Among people with heart failure, SGLT2 inhibitors reduce hospitalizations for heart failure regardless of the presence of diabetes; absolute benefits are most pronounced in first-year treatment and vary with prognostic factors. Clinicians should note the increased risk for genital infection in patients receiving SGLT2 inhibitors.

PRIMARY FUNDING SOURCE

1.3.5 Project for Disciplines of Excellence, West China Hospital of Sichuan University. (PROSPERO: CRD42021255544).

摘要

背景

随机对照试验已经证实钠-葡萄糖共转运蛋白 2(SGLT2)抑制剂对 2 型糖尿病患者的心脏保护作用。
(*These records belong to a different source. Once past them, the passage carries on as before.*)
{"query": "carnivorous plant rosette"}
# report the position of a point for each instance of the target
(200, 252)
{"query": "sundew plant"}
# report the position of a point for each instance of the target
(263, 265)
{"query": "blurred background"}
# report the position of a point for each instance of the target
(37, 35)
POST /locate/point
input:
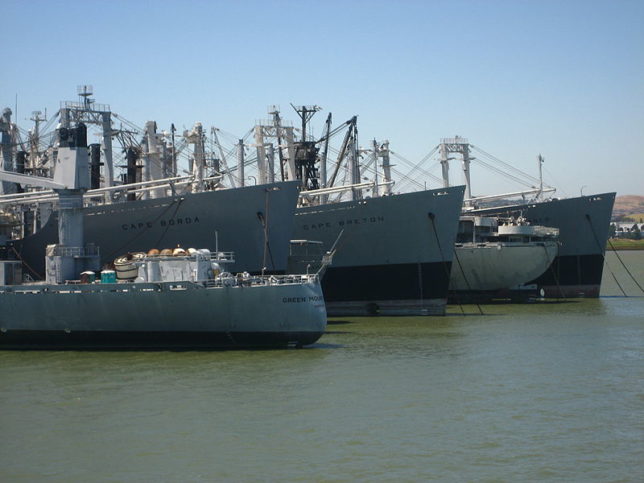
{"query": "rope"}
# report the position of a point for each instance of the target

新的证据表明,这些结果可能适用于没有糖尿病的人群。

目的

评估 SGLT2 抑制剂在心力衰竭患者中的疗效,无论其是否患有 2 型糖尿病。

数据来源

PubMed、Web of Science、Cochrane 图书馆和 Embase(OVID 接口)。

研究选择

合格的试验将心力衰竭患者随机分配到 SGLT2 抑制剂组或对照组。

数据提取

从已发表的 Kaplan-Meier 图中重建了生存时间的个体患者数据;在半年、1 年和 2 年的时间框架内计算了时变风险比(RR);并使用简单的模型,将相对效果应用于基线风险,计算了预期的绝对获益。

数据综合

SGLT2 抑制剂可使心力衰竭住院率在 6 个月时降低 37%(95%CI,25%至 47%),在 1 年时降低 32%(CI,20%至 42%),在 2 年时降低 26%(CI,10%至 40%)(均为高确定性);同时还可降低 1 年时的心血管死亡风险 14%(CI,1%至 25%)(高确定性)。然而,低确定性证据并未表明 SGLT2 抑制剂可以预防全因死亡、肾脏疾病进展或肾功能衰竭。对于在第一年接受治疗的患者和预后较差的患者(例如在医院新诊断为心力衰竭的患者),预期的绝对获益更大。此外,SGLT2 抑制剂使生殖器感染的风险增加了一倍(RR,2.69 [CI,1.61 至 4.52];高确定性)。

局限性

在使用重建的个体患者数据进行荟萃分析时,无法获得协变量。

结论

在心力衰竭患者中,SGLT2 抑制剂可降低心力衰竭住院率,无论是否存在糖尿病;在第一年的治疗中,绝对获益最为显著,且因预后因素而异。临床医生应注意接受 SGLT2 抑制剂治疗的患者发生生殖器感染的风险增加。

主要资金来源

四川大学华西医院 1.3.5 学科卓越发展计划(PROSPERO:CRD42021255544)。